Abkürzungsverkehr mit Pkws von der Stralsunder Str. 6 durch den Innenhof (DEGEWO) bis Demminer Straße 3 untersagen

Das Bezirksamt wird ersucht, sich bei der DEGEWO dafür einzusetzen, dass die Zufahrt in den Innenhof bis Demminer Str. 3 verhindert wird z. B. durch die Installierung von Pollern.

Begründung:

Häufig nehmen PKWs die rückwärtige Zufahrt zur Demminer Straße 3 über den Innenhof der DEGEWO als Abkürzung. Im Innenhof der DEGEWO befinden sich Freiflächen von 3 Kitas und einer Senior*Innenbegegnungstätte. Die Flächen werden von älteren Menschen zum Spazierengehen genutzt und der Durchgang dient vielen Kindern als Schulweg zur Vineta-Grundschule. Von diesem Abkürzungsverkehr geht eine starke Gefährdung für den geschilderten Fußgängerverkehr aus.

Ana-Anica Waldeck, 07.01.2021

 

Gute Arbeitsbedingungen für gute Arbeit – Sonnenschutzmaßnahmen für alle in der KMA 31!

Das BA wird ersucht, die Zeit bis zur wieder zu erwartenden Dauer-Sonnenbestrahlung und entsprechenden Hitzeentwicklung in der KMA 31 dazu zu nutzen, dass Sonnenschutzeinrichtungen an den Fenstern aller betroffenen Büros angebracht werden.

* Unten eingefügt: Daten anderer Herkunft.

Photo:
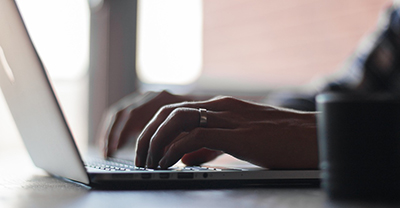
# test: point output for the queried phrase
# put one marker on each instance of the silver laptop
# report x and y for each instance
(48, 139)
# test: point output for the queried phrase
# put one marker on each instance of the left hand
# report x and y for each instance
(263, 135)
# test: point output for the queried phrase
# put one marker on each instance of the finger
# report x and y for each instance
(200, 156)
(114, 133)
(180, 120)
(214, 139)
(148, 132)
(151, 145)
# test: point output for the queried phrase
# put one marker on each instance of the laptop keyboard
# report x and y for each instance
(114, 164)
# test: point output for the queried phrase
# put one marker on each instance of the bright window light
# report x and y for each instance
(60, 32)
(169, 41)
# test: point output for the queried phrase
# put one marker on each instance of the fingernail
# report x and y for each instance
(163, 163)
(150, 161)
(138, 162)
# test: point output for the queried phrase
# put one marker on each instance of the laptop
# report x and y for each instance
(49, 141)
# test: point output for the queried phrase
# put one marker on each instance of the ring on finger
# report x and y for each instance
(203, 117)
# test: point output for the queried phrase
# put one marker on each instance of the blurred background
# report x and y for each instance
(236, 47)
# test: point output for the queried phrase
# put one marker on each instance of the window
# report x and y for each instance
(253, 44)
(60, 32)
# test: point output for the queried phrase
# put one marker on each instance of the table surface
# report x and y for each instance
(23, 185)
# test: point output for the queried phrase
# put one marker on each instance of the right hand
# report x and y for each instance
(128, 117)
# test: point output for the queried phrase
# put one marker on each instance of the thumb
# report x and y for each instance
(200, 156)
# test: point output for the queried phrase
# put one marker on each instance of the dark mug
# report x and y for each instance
(359, 145)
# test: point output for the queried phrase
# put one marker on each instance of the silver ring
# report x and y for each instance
(203, 117)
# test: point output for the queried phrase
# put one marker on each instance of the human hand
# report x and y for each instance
(263, 135)
(128, 117)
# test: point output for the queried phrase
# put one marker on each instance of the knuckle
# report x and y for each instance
(197, 133)
(178, 113)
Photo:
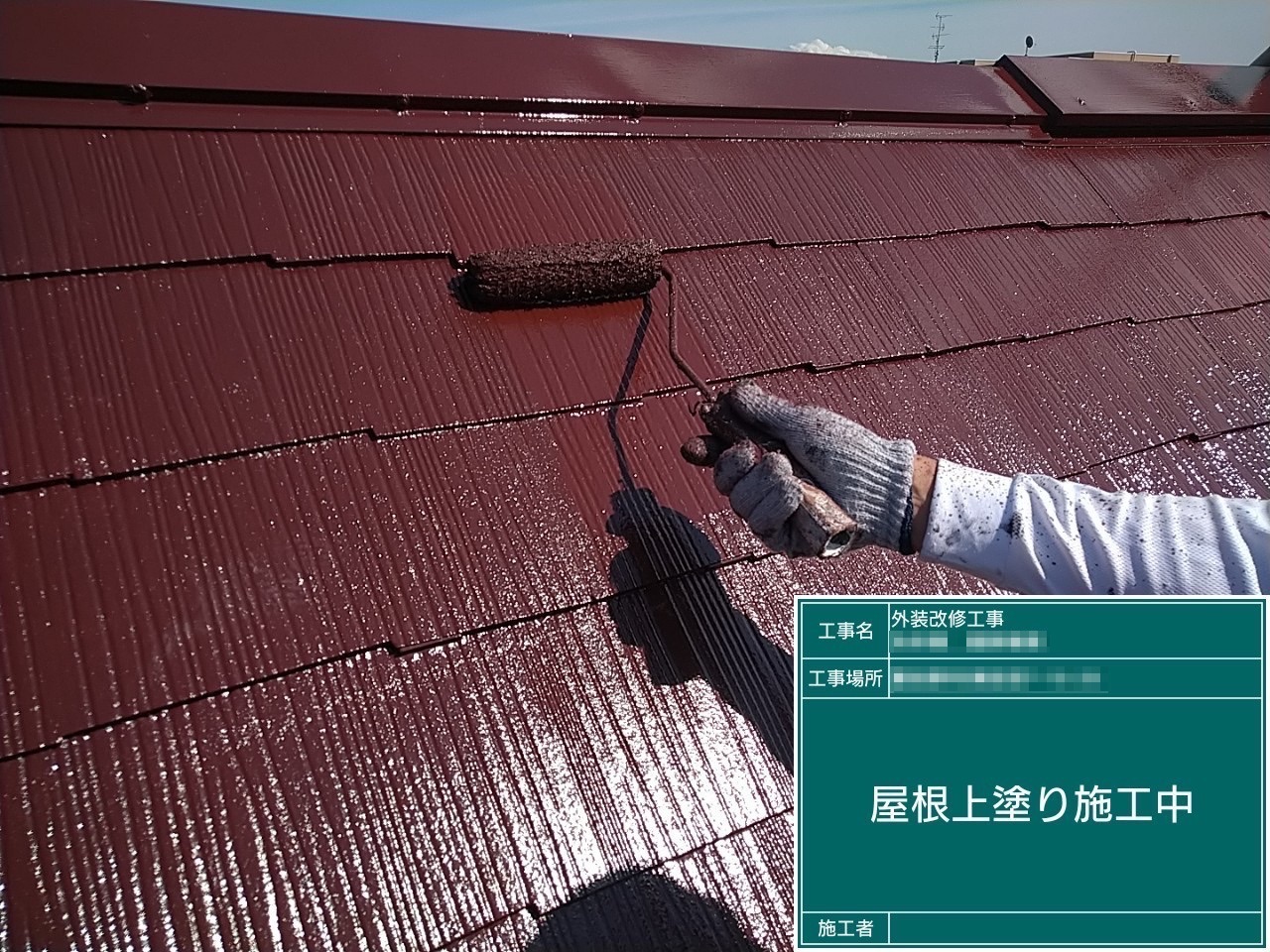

Sollten Büros, wie z.B. Fraktionsbüros, weiterhin davon ausgeschlossen werden, wird das BA ersucht, Gründe dafür darzulegen und zu Lösungsfindungen rechtzeitig zum Ende des Winters beizutragen.

Begründung:

Der nächste Hitzesommer – nicht erst seit Kurzem mit Dauer von Mai bis Oktober – kommt bestimmt. Die diesbezügliche Hitzeentwicklung und die dadurch unerträglichen Rahmenbedingungen für das Arbeiten in den Büros - verschärft in denen ohne Sonnenschutz - sind nicht akzeptabel. Die hier erforderlichen Maßnahmen zum Arbeitsschutz können nicht bis zur, Jahre entfernten, Fertigstellung des künftigen Standorts am Alles-Anders-Platz warten.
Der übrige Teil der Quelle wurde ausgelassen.